LogMiNeR (Logistic Multiple Network-constrained Regression) is a method for analyzing high-throughput transcriptional profiling data (e.g., microarray or RNA-seq) in which multiple networks encoding prior knowledge are incorporated within a logistic modeling framework to improve model interpretability. A complete description of the method is available in (Avey et al., 2017).

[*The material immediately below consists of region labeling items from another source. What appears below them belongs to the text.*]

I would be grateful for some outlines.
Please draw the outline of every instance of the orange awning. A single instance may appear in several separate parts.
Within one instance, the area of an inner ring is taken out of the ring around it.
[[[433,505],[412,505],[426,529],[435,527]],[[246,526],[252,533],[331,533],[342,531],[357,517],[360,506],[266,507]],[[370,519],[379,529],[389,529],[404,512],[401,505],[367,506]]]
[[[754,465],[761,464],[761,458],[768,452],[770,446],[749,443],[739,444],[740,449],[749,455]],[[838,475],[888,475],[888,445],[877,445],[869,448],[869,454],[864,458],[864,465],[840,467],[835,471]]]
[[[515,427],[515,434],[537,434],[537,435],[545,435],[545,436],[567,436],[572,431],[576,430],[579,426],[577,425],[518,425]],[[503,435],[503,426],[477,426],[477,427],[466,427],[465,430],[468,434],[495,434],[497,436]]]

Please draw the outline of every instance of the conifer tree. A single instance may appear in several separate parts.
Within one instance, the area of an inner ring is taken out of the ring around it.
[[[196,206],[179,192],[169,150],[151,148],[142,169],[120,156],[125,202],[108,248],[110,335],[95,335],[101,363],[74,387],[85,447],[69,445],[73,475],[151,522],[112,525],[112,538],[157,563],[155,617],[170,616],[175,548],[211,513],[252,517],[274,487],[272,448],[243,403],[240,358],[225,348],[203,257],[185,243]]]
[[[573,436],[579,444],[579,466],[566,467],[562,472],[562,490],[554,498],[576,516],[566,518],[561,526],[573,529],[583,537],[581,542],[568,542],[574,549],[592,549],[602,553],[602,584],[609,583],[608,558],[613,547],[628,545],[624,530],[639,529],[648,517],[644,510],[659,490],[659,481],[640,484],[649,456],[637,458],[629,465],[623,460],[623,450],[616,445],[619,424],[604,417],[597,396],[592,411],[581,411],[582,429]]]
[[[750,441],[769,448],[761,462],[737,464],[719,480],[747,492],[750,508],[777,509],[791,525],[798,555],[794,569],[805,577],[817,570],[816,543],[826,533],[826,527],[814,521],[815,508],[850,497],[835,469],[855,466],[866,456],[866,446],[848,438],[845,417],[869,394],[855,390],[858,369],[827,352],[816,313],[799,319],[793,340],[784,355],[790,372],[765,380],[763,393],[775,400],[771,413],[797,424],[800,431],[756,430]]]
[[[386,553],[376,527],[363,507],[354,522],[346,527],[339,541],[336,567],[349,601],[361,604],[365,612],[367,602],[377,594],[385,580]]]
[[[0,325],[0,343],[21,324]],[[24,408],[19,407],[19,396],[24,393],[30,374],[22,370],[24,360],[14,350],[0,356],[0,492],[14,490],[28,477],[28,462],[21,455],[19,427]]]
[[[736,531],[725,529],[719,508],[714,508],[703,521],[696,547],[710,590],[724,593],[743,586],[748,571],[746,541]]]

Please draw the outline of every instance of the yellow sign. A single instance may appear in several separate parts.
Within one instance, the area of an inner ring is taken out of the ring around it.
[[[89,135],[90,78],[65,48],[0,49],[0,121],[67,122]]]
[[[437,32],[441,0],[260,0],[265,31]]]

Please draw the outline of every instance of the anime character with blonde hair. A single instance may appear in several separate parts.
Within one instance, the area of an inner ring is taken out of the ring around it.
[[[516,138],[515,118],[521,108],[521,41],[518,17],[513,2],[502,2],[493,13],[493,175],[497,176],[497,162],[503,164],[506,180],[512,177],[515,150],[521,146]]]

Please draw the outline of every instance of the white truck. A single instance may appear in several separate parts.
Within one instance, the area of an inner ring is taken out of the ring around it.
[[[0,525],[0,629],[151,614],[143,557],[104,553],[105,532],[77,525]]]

This R/Bioconductor package implements the Quantitative Set Analysis for Gene Expression (QuSAGE) method described in (Yaari et al., Nucleic Acids Res, 2013). QuSAGE is a substitute for existing gene set methods, such as GSEA, and provides a faster, more accurate, and easier to understand test for gene expression studies. QuSAGE accounts for inter-gene correlations and quantifies gene set activity with a complete probability density function (PDF). From this PDF, P values and confidence intervals can be easily extracted. Preserving the PDF also allows for post-hoc analysis (e.g., pair-wise comparisons of gene set activity) while maintaining statistical traceability.
Cell subset prediction for blood genomic studies (SPEC) is a computational method to predict the cellular source for a pre-defined list of genes (i.e., a gene signature) using gene expression data from total PBMCs. Details of the method are described in (Bolen et al., BMC Bioinformatics, 2011).
The TIme-Dependent Activity Linker (TIDAL) generates a transcription factor regulatory network from time-series gene expression data. It will identify transcription factors that are active at each time-point in your data, and link these factors in a coherent cascade which can be visualized. Details of the method are described in (Zaslavsky et al., BMC Bioinformatics, 2013) and (Zaslavsky et al., Journal of Immunology, 2010).